One thing I will mention is, when I Silk Reel, I do so slowly. One day, my teacher come up to me and throw a punch. Then, he threw another. Then he kept speeding up his punches and I kept diverting them and he said "GOOD! That's the idea. Don't think. Just do it!" I did it fast because it was natural to me and felt easy.


----------



## oaktree (Nov 18, 2012)

In Chen taijiquan usually you start off with laojia yi Lu to build the body
and basics. The second routine er Lu or pao chui is the more
Martial, faster. When learning tuishou you have to go slow at
First to be able to listen and feel your opponent this could take years.
Afterr you can go into 2 man drill sets and then San shou free style.
There is a reason everything in steps in taijiquan, trying to
Speed or skip steps in my opinion hinders your understanding at least
At a deeper level of taijiquan.


----------



## Kung Fu Wang (Nov 18, 2012)

FluidSound said:


> When you do something at a slow speed, it becomes natural to you.


You are talking about single move development. In combat, single move usually won't work that well. You will need combo. To develop combo is different from to develop single move.

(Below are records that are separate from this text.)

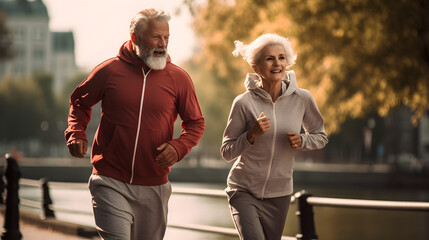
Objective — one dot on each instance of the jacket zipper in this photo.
(272, 150)
(138, 124)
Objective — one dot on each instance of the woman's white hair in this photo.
(140, 20)
(252, 52)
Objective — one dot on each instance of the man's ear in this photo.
(255, 68)
(134, 38)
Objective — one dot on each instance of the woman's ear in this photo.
(255, 68)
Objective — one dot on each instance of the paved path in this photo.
(34, 228)
(33, 232)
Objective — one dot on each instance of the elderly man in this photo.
(141, 94)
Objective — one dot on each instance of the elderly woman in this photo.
(263, 134)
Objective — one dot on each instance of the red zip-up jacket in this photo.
(138, 111)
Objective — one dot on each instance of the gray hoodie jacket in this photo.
(265, 167)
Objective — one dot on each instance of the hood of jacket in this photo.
(127, 54)
(289, 85)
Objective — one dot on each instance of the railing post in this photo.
(306, 217)
(11, 224)
(46, 201)
(2, 186)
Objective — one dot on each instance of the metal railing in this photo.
(304, 200)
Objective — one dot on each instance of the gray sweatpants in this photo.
(258, 219)
(129, 212)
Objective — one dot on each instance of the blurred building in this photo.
(35, 48)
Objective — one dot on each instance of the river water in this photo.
(331, 223)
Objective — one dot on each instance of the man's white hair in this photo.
(252, 52)
(140, 20)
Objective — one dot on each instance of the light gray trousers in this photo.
(129, 212)
(258, 219)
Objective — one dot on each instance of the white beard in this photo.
(155, 63)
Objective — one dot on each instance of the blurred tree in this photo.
(355, 57)
(22, 109)
(5, 40)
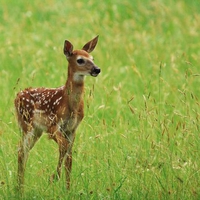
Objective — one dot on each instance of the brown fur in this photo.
(57, 111)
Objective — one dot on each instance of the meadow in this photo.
(140, 137)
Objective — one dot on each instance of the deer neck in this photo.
(74, 89)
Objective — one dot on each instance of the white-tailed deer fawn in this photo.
(56, 111)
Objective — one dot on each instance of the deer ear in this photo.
(89, 47)
(68, 48)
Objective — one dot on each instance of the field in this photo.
(140, 138)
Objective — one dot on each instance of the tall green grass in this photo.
(140, 135)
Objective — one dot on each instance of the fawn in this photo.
(56, 111)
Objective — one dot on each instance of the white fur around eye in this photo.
(80, 61)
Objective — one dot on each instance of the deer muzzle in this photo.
(95, 71)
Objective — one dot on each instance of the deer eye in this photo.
(80, 61)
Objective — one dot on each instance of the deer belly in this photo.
(41, 121)
(70, 124)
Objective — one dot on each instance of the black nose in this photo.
(97, 70)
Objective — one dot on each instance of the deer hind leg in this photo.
(65, 146)
(68, 161)
(27, 143)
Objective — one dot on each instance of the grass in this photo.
(140, 135)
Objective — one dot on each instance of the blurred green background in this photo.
(140, 135)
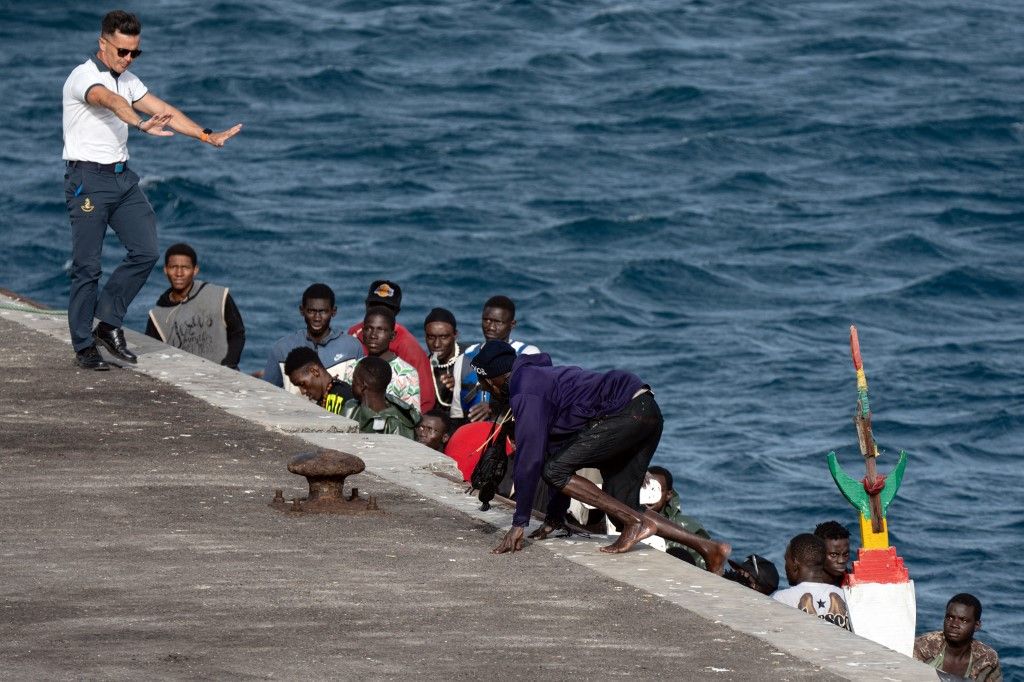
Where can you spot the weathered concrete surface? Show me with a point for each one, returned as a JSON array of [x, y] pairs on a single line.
[[136, 542]]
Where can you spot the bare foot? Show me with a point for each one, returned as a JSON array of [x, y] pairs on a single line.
[[716, 559], [632, 534]]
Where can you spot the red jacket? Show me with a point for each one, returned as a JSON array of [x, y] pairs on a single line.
[[408, 348]]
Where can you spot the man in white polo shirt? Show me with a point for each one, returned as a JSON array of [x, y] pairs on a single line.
[[100, 100]]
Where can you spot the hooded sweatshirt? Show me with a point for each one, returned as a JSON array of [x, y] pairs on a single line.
[[550, 403]]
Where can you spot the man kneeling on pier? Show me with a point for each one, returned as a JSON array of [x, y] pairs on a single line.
[[568, 419]]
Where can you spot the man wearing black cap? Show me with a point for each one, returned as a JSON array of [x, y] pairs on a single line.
[[441, 335], [567, 419], [404, 345]]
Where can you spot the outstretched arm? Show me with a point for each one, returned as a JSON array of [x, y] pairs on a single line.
[[151, 103], [99, 95]]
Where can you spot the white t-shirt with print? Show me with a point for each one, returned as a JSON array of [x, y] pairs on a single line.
[[825, 601]]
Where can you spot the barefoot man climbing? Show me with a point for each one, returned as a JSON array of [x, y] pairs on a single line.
[[567, 419]]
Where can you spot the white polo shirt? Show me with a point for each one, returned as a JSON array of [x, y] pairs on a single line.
[[95, 133]]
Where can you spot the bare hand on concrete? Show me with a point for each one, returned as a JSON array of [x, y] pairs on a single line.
[[511, 543]]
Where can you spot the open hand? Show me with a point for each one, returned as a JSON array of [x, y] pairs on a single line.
[[545, 530], [218, 138], [511, 543], [155, 126]]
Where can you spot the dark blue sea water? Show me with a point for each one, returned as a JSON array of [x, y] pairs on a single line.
[[707, 193]]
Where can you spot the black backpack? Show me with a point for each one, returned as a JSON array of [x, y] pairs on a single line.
[[494, 463]]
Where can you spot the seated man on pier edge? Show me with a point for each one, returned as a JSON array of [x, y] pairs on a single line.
[[403, 344], [812, 591], [306, 372], [197, 316], [334, 347], [374, 409]]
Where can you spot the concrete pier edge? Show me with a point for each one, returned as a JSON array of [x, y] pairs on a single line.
[[412, 466]]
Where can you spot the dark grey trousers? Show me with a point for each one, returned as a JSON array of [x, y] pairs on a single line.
[[620, 445], [97, 199]]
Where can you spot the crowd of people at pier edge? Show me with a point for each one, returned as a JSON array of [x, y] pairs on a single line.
[[573, 435]]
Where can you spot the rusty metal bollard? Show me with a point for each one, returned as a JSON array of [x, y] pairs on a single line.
[[326, 471]]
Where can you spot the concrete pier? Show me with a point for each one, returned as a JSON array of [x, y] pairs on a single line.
[[136, 542]]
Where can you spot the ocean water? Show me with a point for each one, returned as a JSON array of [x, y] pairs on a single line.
[[706, 193]]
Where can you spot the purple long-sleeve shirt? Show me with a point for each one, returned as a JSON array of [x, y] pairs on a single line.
[[550, 401]]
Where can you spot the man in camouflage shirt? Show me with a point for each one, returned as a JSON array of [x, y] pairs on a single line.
[[954, 649]]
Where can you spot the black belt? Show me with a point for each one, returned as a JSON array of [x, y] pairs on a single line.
[[119, 167]]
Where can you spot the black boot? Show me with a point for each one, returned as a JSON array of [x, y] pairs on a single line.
[[89, 358], [113, 339]]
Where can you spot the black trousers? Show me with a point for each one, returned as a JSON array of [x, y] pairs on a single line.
[[97, 199], [620, 445]]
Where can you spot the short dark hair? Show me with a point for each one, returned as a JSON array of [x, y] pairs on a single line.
[[121, 22], [377, 371], [317, 290], [503, 302], [381, 310], [967, 600], [180, 249], [807, 549], [662, 471], [832, 530], [299, 357]]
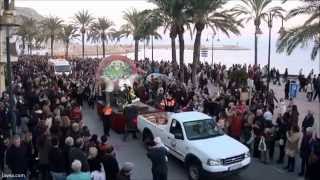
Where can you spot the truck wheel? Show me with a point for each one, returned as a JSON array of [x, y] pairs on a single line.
[[147, 136], [194, 171]]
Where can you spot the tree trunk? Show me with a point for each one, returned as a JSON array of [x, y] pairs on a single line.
[[82, 45], [23, 45], [103, 49], [173, 50], [152, 48], [97, 51], [67, 50], [181, 55], [144, 49], [30, 49], [136, 49], [196, 55], [255, 48], [51, 45]]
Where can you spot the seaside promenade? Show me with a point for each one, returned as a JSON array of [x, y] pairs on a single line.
[[134, 151]]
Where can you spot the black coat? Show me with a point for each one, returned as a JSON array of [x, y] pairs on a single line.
[[305, 149], [17, 159], [111, 166], [78, 154], [307, 122], [57, 160], [158, 157], [94, 164]]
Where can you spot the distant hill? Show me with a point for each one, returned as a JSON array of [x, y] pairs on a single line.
[[28, 12]]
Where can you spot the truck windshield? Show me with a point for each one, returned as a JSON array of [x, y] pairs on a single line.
[[64, 68], [202, 129]]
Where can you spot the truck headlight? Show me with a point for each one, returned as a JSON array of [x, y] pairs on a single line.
[[214, 162], [247, 154]]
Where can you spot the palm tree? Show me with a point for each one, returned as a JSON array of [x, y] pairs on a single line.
[[308, 32], [102, 30], [255, 10], [175, 19], [39, 38], [134, 26], [53, 25], [27, 31], [152, 21], [206, 13], [68, 33], [83, 19]]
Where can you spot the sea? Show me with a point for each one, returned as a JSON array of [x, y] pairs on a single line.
[[300, 59]]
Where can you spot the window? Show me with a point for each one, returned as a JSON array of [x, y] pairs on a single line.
[[202, 129], [176, 128]]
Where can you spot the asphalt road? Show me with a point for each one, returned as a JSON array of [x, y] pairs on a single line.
[[133, 151]]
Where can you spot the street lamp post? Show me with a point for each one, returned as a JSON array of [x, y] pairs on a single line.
[[270, 17], [152, 48], [7, 21], [281, 31], [212, 49]]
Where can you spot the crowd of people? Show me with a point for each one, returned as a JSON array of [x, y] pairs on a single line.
[[54, 142]]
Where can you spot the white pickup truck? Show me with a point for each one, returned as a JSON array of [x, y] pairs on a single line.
[[195, 139]]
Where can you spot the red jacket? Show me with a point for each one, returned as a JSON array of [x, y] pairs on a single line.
[[236, 126]]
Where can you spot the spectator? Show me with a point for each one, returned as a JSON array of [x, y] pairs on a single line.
[[292, 147], [43, 148], [308, 121], [258, 129], [76, 153], [158, 156], [57, 162], [77, 174], [125, 171], [312, 172], [17, 157], [96, 168], [305, 149], [110, 164]]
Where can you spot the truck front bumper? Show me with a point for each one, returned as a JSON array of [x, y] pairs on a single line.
[[226, 170]]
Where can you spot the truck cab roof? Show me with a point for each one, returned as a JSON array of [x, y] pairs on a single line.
[[189, 116], [59, 62]]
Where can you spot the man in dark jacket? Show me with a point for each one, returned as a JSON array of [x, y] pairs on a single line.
[[308, 121], [258, 129], [76, 153], [158, 156], [110, 164], [125, 171], [286, 89], [305, 149], [57, 162], [130, 113], [17, 157]]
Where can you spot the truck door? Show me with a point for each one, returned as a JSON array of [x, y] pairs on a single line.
[[175, 140]]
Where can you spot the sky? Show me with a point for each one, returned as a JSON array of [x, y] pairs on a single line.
[[113, 9]]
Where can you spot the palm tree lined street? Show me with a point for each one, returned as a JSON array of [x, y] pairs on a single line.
[[178, 19], [134, 151]]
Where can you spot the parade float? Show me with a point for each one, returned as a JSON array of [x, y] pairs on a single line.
[[115, 77]]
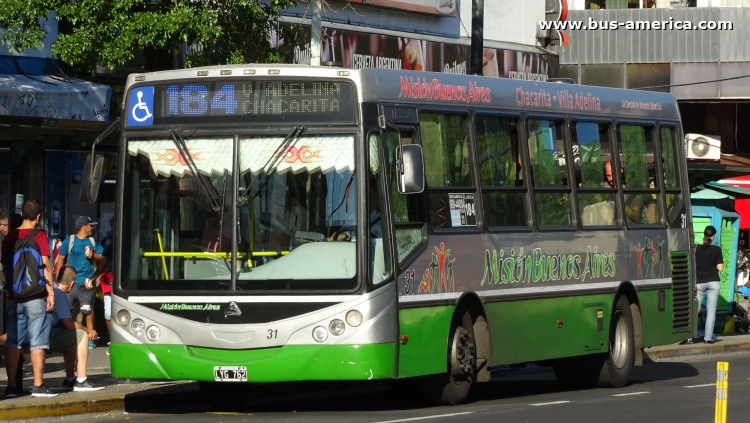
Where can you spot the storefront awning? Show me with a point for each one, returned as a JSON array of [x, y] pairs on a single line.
[[736, 192], [49, 97]]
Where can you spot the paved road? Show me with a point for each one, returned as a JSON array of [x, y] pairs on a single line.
[[667, 391]]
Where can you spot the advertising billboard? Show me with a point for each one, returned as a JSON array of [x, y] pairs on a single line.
[[430, 7]]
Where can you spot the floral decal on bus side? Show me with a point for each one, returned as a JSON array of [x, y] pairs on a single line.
[[438, 277], [649, 256]]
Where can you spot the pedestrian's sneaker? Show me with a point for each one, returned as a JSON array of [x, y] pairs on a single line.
[[11, 392], [42, 391], [68, 385], [86, 385]]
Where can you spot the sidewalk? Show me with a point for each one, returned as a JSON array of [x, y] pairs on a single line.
[[122, 394]]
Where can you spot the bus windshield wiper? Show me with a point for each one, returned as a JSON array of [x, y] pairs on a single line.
[[273, 161], [210, 193], [223, 201]]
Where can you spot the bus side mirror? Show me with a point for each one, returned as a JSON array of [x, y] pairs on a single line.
[[410, 171], [92, 174]]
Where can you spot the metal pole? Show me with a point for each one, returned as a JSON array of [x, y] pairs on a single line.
[[315, 38], [477, 36]]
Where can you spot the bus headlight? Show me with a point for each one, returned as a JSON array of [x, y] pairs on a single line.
[[137, 327], [320, 334], [153, 333], [337, 327], [354, 318], [123, 318]]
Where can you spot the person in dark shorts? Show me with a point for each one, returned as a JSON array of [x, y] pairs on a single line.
[[29, 319], [708, 263], [84, 255], [69, 337]]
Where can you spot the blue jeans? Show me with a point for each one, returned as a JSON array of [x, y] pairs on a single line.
[[28, 322], [710, 291]]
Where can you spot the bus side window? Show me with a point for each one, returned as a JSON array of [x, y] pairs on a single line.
[[636, 150], [406, 209], [593, 163], [500, 164], [549, 171], [671, 175], [450, 188]]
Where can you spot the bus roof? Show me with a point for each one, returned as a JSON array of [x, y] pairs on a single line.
[[429, 88], [442, 89]]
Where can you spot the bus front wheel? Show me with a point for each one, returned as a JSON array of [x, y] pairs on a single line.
[[612, 369], [453, 387], [225, 396]]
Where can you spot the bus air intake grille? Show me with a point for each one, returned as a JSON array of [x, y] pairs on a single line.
[[681, 295]]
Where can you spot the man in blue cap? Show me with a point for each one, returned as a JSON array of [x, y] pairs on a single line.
[[84, 255]]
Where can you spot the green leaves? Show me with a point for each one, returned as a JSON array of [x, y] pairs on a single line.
[[112, 33]]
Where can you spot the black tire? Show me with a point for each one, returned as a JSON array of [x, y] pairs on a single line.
[[225, 396], [453, 388], [612, 369]]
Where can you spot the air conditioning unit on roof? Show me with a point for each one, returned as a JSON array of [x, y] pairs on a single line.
[[704, 147]]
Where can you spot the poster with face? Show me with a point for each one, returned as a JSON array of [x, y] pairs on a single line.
[[515, 65], [359, 50], [430, 7]]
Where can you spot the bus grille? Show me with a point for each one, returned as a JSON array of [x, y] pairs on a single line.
[[681, 295]]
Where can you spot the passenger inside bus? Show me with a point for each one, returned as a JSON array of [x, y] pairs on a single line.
[[374, 213]]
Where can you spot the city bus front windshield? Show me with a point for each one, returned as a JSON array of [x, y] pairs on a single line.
[[292, 217]]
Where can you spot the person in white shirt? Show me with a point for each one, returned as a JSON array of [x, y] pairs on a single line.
[[70, 337]]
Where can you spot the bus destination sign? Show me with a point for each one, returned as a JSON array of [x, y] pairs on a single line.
[[246, 101]]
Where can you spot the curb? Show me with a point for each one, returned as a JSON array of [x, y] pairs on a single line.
[[98, 404], [696, 350]]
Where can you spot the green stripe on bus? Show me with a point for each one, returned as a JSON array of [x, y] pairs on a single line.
[[427, 347], [287, 363]]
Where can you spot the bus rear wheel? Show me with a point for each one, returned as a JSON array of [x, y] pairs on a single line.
[[225, 396], [613, 368], [453, 388]]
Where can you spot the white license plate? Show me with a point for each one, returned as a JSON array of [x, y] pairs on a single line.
[[230, 373]]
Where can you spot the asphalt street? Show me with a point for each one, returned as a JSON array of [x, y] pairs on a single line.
[[681, 391]]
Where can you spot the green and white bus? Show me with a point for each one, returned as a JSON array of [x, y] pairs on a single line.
[[292, 223]]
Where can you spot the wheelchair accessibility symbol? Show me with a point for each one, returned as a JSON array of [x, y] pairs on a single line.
[[141, 105]]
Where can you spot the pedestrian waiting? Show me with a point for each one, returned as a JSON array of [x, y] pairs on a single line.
[[70, 337]]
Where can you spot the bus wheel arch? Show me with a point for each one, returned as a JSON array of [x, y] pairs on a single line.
[[453, 386], [612, 369], [628, 290], [470, 301]]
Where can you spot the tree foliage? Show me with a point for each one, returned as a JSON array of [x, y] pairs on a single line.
[[110, 33]]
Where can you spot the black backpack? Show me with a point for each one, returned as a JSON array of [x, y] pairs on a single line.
[[28, 268]]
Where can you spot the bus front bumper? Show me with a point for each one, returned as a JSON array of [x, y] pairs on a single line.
[[280, 364]]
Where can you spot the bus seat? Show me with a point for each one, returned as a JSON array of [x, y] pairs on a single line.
[[207, 269], [598, 214]]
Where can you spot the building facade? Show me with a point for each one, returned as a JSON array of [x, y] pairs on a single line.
[[706, 69], [406, 34], [48, 122]]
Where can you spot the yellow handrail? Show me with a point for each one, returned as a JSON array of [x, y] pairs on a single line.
[[163, 260], [220, 255]]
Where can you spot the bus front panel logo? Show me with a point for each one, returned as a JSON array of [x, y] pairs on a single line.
[[141, 107]]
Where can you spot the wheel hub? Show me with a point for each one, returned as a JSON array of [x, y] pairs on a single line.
[[464, 354]]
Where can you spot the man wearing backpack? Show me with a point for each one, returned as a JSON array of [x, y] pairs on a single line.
[[31, 297], [84, 255]]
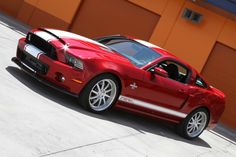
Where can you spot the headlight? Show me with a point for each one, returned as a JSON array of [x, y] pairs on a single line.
[[75, 62]]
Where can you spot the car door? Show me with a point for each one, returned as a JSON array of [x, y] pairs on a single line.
[[158, 94], [171, 91]]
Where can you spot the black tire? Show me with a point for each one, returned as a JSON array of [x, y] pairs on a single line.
[[85, 96], [184, 127]]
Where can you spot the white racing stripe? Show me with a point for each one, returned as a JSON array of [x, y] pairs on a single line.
[[34, 51], [151, 106]]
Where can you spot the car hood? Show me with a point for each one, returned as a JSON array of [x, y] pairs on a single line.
[[80, 46]]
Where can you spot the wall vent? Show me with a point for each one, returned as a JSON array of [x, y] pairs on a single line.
[[192, 16]]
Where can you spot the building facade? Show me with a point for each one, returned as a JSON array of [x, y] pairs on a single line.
[[202, 32]]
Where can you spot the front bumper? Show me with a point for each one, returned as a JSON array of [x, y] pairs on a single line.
[[33, 74]]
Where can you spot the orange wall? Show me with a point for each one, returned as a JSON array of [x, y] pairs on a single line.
[[53, 13], [194, 42], [228, 34]]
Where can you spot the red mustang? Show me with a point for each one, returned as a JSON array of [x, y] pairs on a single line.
[[126, 73]]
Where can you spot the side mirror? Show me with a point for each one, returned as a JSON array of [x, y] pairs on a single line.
[[160, 71]]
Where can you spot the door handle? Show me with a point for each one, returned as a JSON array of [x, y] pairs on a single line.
[[182, 91]]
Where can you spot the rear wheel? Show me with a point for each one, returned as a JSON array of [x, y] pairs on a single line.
[[100, 93], [194, 124]]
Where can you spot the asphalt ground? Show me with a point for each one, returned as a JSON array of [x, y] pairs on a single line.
[[36, 120]]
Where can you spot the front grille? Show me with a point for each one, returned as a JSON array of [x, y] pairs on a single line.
[[41, 44], [32, 62]]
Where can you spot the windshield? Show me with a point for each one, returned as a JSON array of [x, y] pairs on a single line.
[[138, 54]]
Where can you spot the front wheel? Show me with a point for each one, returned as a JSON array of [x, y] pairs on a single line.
[[194, 124], [100, 93]]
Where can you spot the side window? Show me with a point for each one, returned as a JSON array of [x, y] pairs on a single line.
[[199, 82], [175, 71]]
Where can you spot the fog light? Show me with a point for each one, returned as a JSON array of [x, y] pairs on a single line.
[[59, 77]]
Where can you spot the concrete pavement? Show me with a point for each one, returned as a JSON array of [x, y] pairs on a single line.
[[36, 120]]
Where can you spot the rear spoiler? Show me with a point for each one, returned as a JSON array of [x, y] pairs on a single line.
[[45, 30]]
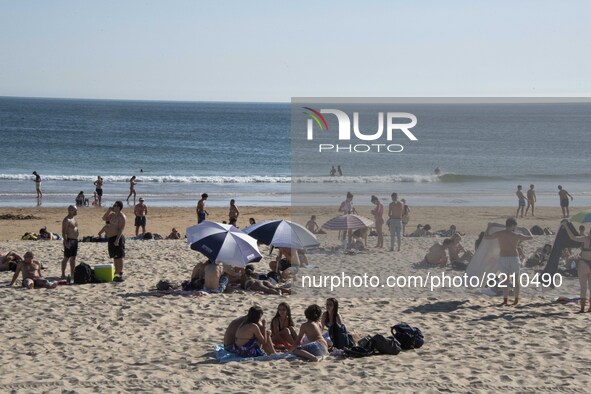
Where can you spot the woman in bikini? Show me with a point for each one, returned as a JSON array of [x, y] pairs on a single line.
[[583, 265], [252, 335], [283, 331], [331, 315], [378, 214]]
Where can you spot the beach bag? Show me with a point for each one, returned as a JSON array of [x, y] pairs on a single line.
[[339, 336], [358, 352], [165, 284], [409, 337], [386, 345], [82, 274]]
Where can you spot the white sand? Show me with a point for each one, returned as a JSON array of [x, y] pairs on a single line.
[[121, 337]]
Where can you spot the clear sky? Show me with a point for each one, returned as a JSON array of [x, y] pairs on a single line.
[[274, 50]]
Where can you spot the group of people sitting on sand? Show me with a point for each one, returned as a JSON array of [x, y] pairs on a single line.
[[28, 268], [210, 277], [459, 257], [249, 336]]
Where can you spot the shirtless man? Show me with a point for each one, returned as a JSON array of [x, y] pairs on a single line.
[[99, 189], [214, 279], [521, 201], [317, 347], [132, 184], [234, 213], [531, 200], [70, 239], [38, 184], [140, 211], [564, 195], [31, 271], [509, 262], [116, 241], [201, 212], [395, 211]]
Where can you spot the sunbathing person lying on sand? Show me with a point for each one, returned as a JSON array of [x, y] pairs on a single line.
[[437, 253], [312, 329], [9, 261], [31, 273], [252, 282], [251, 335], [283, 331]]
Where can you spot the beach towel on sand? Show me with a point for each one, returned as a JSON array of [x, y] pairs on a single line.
[[561, 241], [224, 356]]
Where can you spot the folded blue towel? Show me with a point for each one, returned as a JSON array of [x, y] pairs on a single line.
[[224, 356]]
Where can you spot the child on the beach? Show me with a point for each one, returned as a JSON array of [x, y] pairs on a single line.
[[31, 270], [283, 330], [312, 329]]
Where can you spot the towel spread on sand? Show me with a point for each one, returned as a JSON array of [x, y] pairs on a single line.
[[224, 356]]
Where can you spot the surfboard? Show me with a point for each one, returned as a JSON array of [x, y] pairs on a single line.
[[486, 257]]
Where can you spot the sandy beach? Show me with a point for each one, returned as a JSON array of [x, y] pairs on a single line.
[[126, 337]]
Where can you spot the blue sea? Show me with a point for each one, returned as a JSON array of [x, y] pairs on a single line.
[[178, 150]]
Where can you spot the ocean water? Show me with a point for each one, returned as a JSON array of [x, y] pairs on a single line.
[[257, 153]]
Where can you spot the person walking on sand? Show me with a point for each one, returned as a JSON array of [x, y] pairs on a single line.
[[378, 214], [201, 212], [564, 195], [99, 189], [140, 211], [583, 264], [132, 184], [233, 213], [395, 211], [521, 201], [38, 184], [115, 240], [509, 262], [70, 240], [531, 200]]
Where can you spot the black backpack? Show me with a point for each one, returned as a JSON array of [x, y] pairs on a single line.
[[83, 274], [409, 337], [339, 336], [386, 345]]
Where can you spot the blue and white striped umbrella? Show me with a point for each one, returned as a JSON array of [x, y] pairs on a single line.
[[282, 234], [223, 243]]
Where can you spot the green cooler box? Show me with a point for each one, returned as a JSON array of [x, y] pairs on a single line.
[[104, 272]]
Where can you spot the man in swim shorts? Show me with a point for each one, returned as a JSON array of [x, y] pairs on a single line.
[[564, 195], [38, 184], [99, 189], [116, 241], [70, 239], [140, 211], [509, 262], [201, 212], [521, 203], [395, 211]]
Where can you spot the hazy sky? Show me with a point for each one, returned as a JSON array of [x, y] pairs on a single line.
[[275, 50]]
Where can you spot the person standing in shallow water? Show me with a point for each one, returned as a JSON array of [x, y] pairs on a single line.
[[531, 200], [201, 212], [38, 184], [564, 195], [521, 201], [132, 184]]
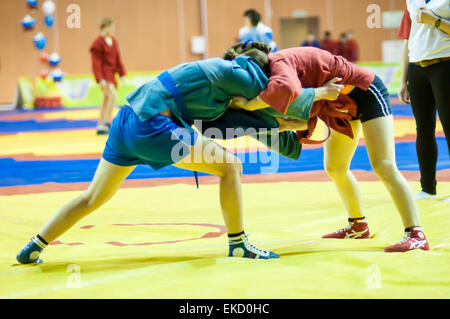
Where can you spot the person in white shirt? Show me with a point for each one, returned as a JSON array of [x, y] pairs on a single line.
[[255, 30], [425, 80]]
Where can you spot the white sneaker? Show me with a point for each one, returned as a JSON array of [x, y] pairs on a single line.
[[423, 195]]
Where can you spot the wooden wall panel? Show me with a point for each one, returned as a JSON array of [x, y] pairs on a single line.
[[149, 32]]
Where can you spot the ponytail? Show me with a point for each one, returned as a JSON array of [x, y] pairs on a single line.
[[256, 50]]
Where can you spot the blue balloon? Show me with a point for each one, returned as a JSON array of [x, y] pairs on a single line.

Here is a simple test. Try to deliever 3 XingYi Beng Chuan right, left, right with 3 forward steps and see if you can finish all 3 punches within 1 second. Onething that you will find out is you have to modify your Santi stance. How will you modify it? To be able to do in slow speed doesn't mean that you can do in fast speed.

In combat, your footwork should move very fast. You just can't develop that kind of fast footwork in slow speed training.






If you watch this clip in slow motion, you will find out the heel of his back foot are not touching the ground. You will also find out that his back foot are sliding. When you train your solo move in slow speed, you won't pay attention on such modification. Those modification are important in combat when speed is critical.

http://www.youtube.com/watch?v=zf_5flVU6iE&feature=relmfu


----------



## Kung Fu Wang (Nov 18, 2012)

Xue Sheng said:


> I'm guessing you never heard of fast forms have ya


I have not seen one yet. The Chang Taiji is the fastest Taiji that I have seen. Each move is either 1 inhale or one exhale. I have not seen any Taiji form that people move so fast that their hands are just like blur.

What's "fast"? When you feel that your eye balls are going to fly out of your eye sockes, that's "fast".



oaktree said:


> trying toSpeed or skip steps in my opinion hinders your understanding at least
> At a deeper level of taijiquan.


What's the value for understanding the deeper level of taijiquan if one still can't fight with it? There are other pathes that can help one to get his combat ability faster than the Taiji path.


----------



## oaktree (Nov 19, 2012)

If you have already reached a deep level of Taijiquan you know how to be combat effective. 
 You can not run(combat application) if you do not learn how to walk(tuishou). You can not walk(forms,basics) if you do not learn how to stand. 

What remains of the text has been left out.